En effet, Mya avait hérité de l’arbre d’améthyste de Dévandra, tandis que Chizu possédait ce qu’il restait du collier qu’il avait offert à Nakãra. Il n’avait pas vu la jeune fille le porter, mais il avait ressenti son énergie quand il avait récupéré son fragment d’épée.
Le dieu parcourut une nouvelle fois la pièce, à la recherche des bijoux. Son esprit accrocha l’un deux. Il s’agissait de l’arbre ! Il venait trouver Mya. Enfin !
— Non !
La voix de Chizu résonna et s’accompagna d’une détonation qui secoua toute la pièce.
— Non !
Cette fois un éclair blanc déchira les ténèbres. Le voile noir qui recouvrait tout se rétrécit comme peau de chagrin pour ne draper plus que le cube.
Était-ce vraiment Chizu à l’origine de tout ceci ? Comment était-ce possible ? Darava semblait fuir devant ses ordres, transpercé par la colère dans ses mots. La lumière revint et dévoila enfin l’apparence de la pièce.
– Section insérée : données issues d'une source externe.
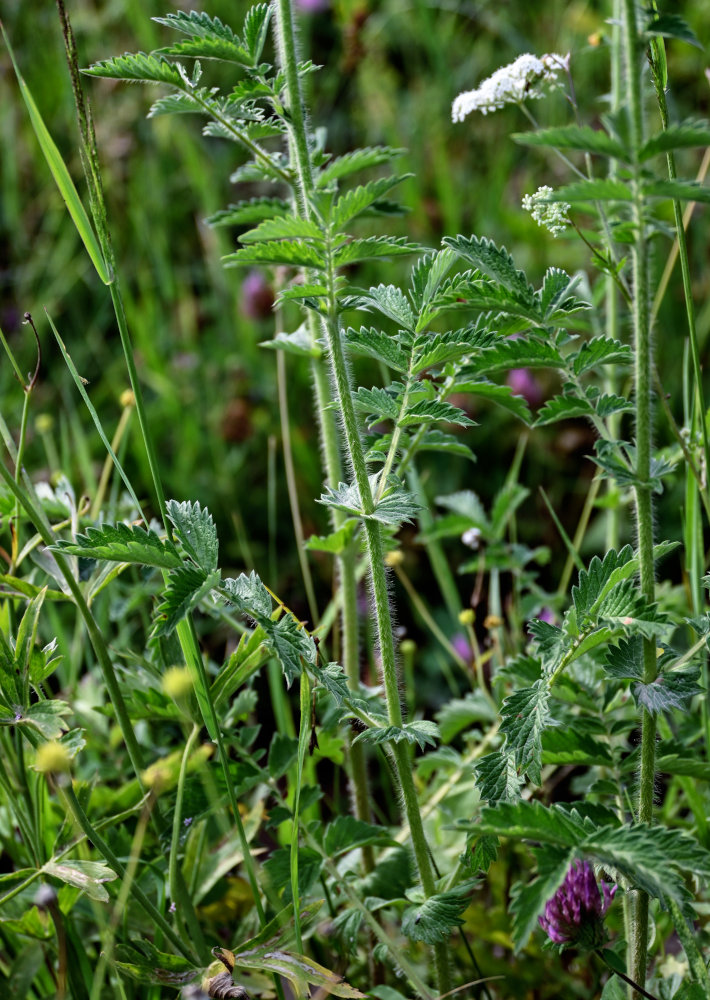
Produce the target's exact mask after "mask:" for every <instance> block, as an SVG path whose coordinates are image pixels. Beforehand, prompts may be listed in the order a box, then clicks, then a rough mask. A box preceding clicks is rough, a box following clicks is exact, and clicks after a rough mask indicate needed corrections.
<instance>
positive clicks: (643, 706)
mask: <svg viewBox="0 0 710 1000" xmlns="http://www.w3.org/2000/svg"><path fill="white" fill-rule="evenodd" d="M699 678H700V669H699V668H698V667H693V668H691V669H690V670H683V671H680V670H677V671H676V670H669V671H666V672H665V673H662V674H660V676H658V677H657V678H656V680H655V681H652V682H651V683H650V684H643V683H638V684H634V686H633V694H634V699H635V701H636V704H637V705H638V706H639V707H640V708H641V707H642V708H645V709H646V710H647V711H648V712H650V713H651V714H652V715H657V714H658V713H659V712H668V711H670V710H671V709H673V708H680V709H687V707H688V702H689V701H690V699H691V698H694V697H695V695H696V694H702V693H703V691H704V689H703V688H701V687H700V686H699V685H698V683H697V682H698V680H699Z"/></svg>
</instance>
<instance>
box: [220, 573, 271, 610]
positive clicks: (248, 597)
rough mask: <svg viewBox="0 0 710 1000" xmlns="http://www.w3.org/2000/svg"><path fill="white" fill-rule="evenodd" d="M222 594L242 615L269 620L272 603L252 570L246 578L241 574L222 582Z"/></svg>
mask: <svg viewBox="0 0 710 1000" xmlns="http://www.w3.org/2000/svg"><path fill="white" fill-rule="evenodd" d="M222 593H223V594H224V595H225V597H226V598H227V599H228V600H230V601H231V602H232V603H233V604H235V605H236V606H237V608H238V609H239V611H240V612H241V613H242V614H247V615H252V616H253V617H254V618H259V619H261V618H268V619H269V620H270V619H271V610H272V608H273V601H272V599H271V594H270V593H269V592H268V590H267V589H266V587H265V586H264V584H263V583H262V582H261V580H260V579H259V577H258V576H257V575H256V573H255V572H254V570H252V571H251V573H249V575H248V576H247V574H246V573H241V574H240V575H239V576H238V577H236V579H235V578H232V577H230V578H228V579H226V580H223V581H222Z"/></svg>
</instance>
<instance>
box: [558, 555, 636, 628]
mask: <svg viewBox="0 0 710 1000" xmlns="http://www.w3.org/2000/svg"><path fill="white" fill-rule="evenodd" d="M637 568H638V559H637V558H634V553H633V549H632V548H631V546H630V545H625V546H624V547H623V549H621V551H619V552H616V550H614V549H611V550H610V551H609V552H607V554H606V555H605V556H604V560H603V561H602V560H601V559H600V558H599V556H594V558H593V559H592V561H591V562H590V564H589V569H586V570H580V573H579V580H578V582H577V584H576V586H573V587H572V601H573V603H574V607H575V611H576V613H577V624H578V626H580V627H581V625H582V621H583V620H584V618H585V617H590V618H593V617H594V616H595V615H596V614H597V613H598V610H599V606H600V605H601V603H602V601H603V599H604V598H605V597H606V596H607V594H608V593H609V592H610V591H611V590H612V588H613V587H614V586H615V585H616V584H617V583H620V582H621V581H622V580H625V579H627V578H628V577H630V576H631V575H632V574H634V573H635V572H636V570H637Z"/></svg>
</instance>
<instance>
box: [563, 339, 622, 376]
mask: <svg viewBox="0 0 710 1000" xmlns="http://www.w3.org/2000/svg"><path fill="white" fill-rule="evenodd" d="M567 360H568V362H569V361H571V362H572V370H573V371H574V373H575V375H582V374H583V373H584V372H586V371H589V370H590V369H592V368H596V367H597V365H626V364H631V362H632V361H633V353H632V351H631V348H630V347H628V346H627V345H626V344H622V343H621V341H620V340H613V339H612V338H611V337H593V338H592V340H588V341H586V342H585V343H584V344H583V345H582V347H581V348H580V349H579V350H578V351H577V352H576V353H575V354H573V355H571V356H570V357H569V358H568V359H567Z"/></svg>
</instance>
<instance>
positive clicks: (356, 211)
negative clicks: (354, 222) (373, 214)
mask: <svg viewBox="0 0 710 1000" xmlns="http://www.w3.org/2000/svg"><path fill="white" fill-rule="evenodd" d="M411 176H412V175H411V174H401V175H400V176H398V177H380V178H379V179H378V180H375V181H370V182H369V183H368V184H363V185H362V186H360V187H357V188H355V189H354V190H352V191H348V192H347V193H346V194H344V195H342V196H341V197H340V198H338V200H337V201H336V202H335V204H334V205H333V208H332V210H331V213H330V225H331V227H332V229H333V231H334V232H339V231H341V230H342V229H343V227H344V226H345V225H346V224H347V223H348V222H350V221H351V220H352V219H355V218H357V216H358V215H361V214H362V213H363V212H364V211H365V209H367V208H369V207H370V206H371V205H372V204H374V203H375V202H377V201H378V200H379V199H380V198H382V196H383V195H385V194H387V192H388V191H390V190H391V189H392V188H393V187H396V186H397V185H398V184H401V183H402V181H404V180H406V179H407V178H408V177H411Z"/></svg>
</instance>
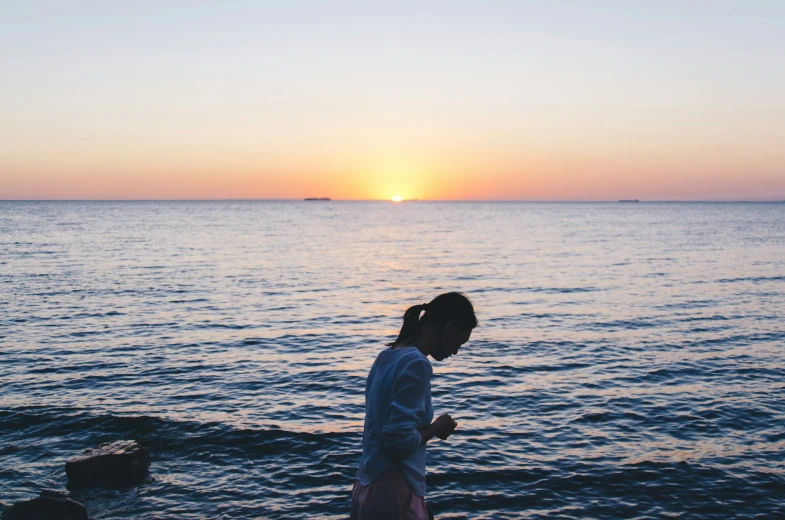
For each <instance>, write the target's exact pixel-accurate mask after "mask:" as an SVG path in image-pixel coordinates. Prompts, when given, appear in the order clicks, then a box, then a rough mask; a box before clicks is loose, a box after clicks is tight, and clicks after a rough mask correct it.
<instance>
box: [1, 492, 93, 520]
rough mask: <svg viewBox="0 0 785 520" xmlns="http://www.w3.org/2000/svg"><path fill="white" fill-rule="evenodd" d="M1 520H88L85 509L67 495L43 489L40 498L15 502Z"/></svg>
mask: <svg viewBox="0 0 785 520" xmlns="http://www.w3.org/2000/svg"><path fill="white" fill-rule="evenodd" d="M2 520H88V518H87V509H85V507H84V506H83V505H82V504H80V503H79V502H76V501H74V500H71V499H70V498H68V493H66V492H64V491H56V490H53V489H44V490H42V491H41V496H39V497H38V498H33V499H32V500H25V501H24V502H17V503H16V504H14V505H12V506H11V507H9V508H8V509H6V510H5V511H3V516H2Z"/></svg>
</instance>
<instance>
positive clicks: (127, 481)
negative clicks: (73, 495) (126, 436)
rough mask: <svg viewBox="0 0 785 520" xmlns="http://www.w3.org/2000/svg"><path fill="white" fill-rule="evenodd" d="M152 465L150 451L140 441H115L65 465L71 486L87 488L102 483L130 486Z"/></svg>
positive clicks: (138, 478) (101, 446)
mask: <svg viewBox="0 0 785 520" xmlns="http://www.w3.org/2000/svg"><path fill="white" fill-rule="evenodd" d="M149 467H150V452H149V450H148V449H147V448H145V447H144V446H142V445H141V444H139V443H138V442H136V441H131V440H127V441H115V442H109V443H104V444H101V445H99V446H97V447H95V448H91V449H88V450H86V451H85V452H84V454H82V455H79V456H78V457H74V458H72V459H70V460H68V462H66V464H65V472H66V474H67V475H68V485H69V486H74V487H86V486H91V485H93V484H96V483H99V482H106V483H109V484H113V485H121V486H122V485H130V484H132V483H134V482H136V481H137V480H139V479H140V478H141V477H143V476H144V475H145V474H147V469H148V468H149Z"/></svg>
Le dieu aurait reconnu cet endroit entre milles autres. Il s’agissait du hall du manoir de Nakãra. Il l’avait maintes fois parcouru dans le passé, bien avant que les conflits ne brisent ses liens avec la déesse et ne les éloignent définitivement. Malheureusement, l’heure n’était pas aux souvenirs. Un ennemi semblait vaincu, le deuxième restait. Il ressemblait à un simple cube, aux proportions démesurées, mais il était bien plus que cela. Murkhata, l’Antique de la folie.
À ses pieds gisait Mya, inconsciente. Malgré la distance, Kao parvint à confirmer qu’elle respirait encore, mais elle semblait à bout de force. Que s’était-il passé durant ses cauchemars, pour qu’elle se retrouve ainsi siphonnée de toute énergie ?
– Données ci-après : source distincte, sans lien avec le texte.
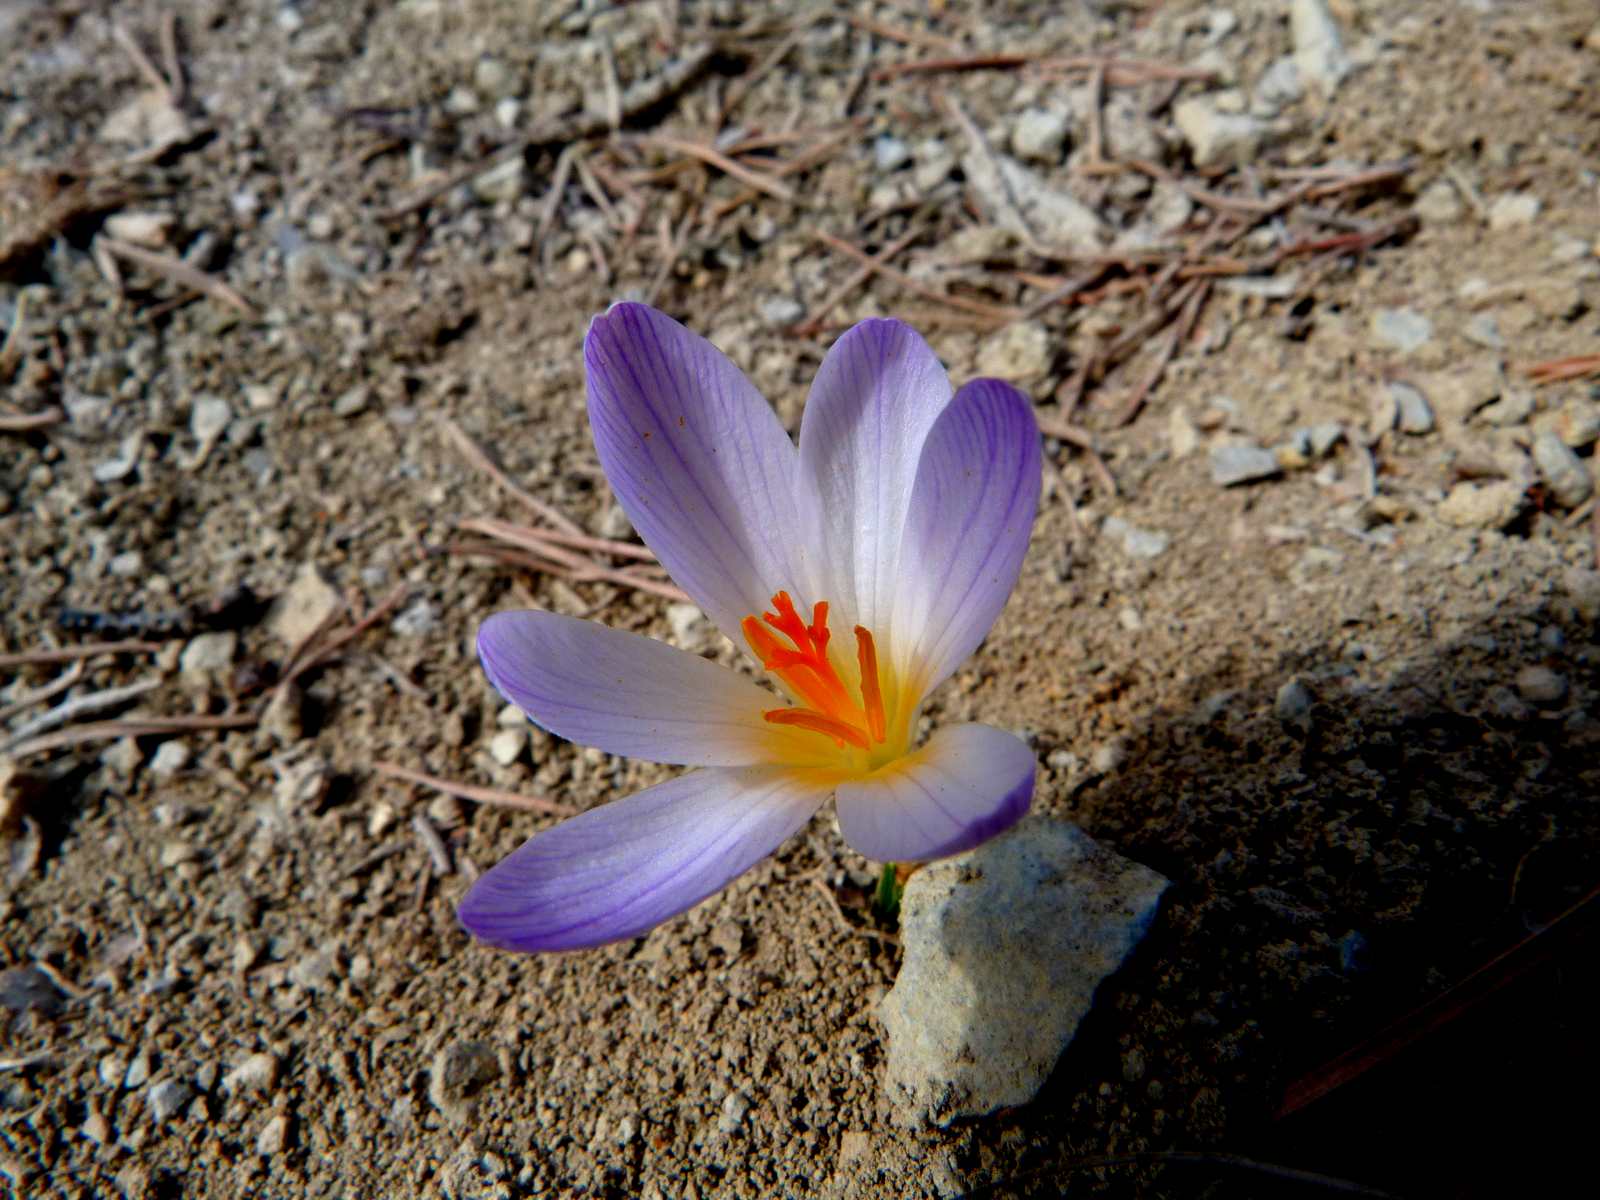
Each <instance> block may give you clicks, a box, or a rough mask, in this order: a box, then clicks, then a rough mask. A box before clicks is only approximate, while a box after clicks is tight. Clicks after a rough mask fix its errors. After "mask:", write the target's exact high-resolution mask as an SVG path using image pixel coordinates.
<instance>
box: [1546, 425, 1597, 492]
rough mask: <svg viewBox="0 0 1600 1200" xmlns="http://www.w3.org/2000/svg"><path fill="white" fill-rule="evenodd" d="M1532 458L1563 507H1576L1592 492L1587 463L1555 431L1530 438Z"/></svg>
mask: <svg viewBox="0 0 1600 1200" xmlns="http://www.w3.org/2000/svg"><path fill="white" fill-rule="evenodd" d="M1533 461H1534V464H1536V466H1538V467H1539V474H1541V475H1544V482H1546V483H1549V485H1550V494H1552V496H1555V502H1557V504H1560V506H1562V507H1563V509H1576V507H1578V506H1579V504H1582V502H1584V501H1586V499H1589V498H1590V496H1592V494H1594V490H1595V482H1594V475H1590V474H1589V467H1587V464H1586V462H1584V461H1582V459H1581V458H1578V454H1574V453H1573V448H1571V446H1568V445H1566V443H1565V442H1562V438H1560V435H1557V434H1538V435H1536V437H1534V438H1533Z"/></svg>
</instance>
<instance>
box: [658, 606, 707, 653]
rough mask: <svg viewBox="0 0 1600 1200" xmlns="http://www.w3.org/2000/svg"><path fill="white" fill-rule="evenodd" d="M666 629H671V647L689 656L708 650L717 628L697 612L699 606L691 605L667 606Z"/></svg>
mask: <svg viewBox="0 0 1600 1200" xmlns="http://www.w3.org/2000/svg"><path fill="white" fill-rule="evenodd" d="M667 627H669V629H672V645H675V646H677V648H678V650H686V651H690V653H691V654H699V653H701V651H704V650H710V645H712V638H714V637H715V634H717V627H715V626H714V624H712V622H710V621H709V619H707V618H706V614H704V613H702V611H701V610H699V605H693V603H674V605H667Z"/></svg>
Des rouages s’actionnèrent, leur rythme s’accélérant rapidement. Un craquement sourd retentit et le gigantesque parallélépipède s’ouvrit. Le dieu ne comprit que trop tard ce qu’il se passait.
En un battement de paupières, Darava s’enroula autour de la jeune Ancestrale et le tracta jusque dans les entrailles de Murkhata, qui les happa avidement, avant de sinistrement se refermer.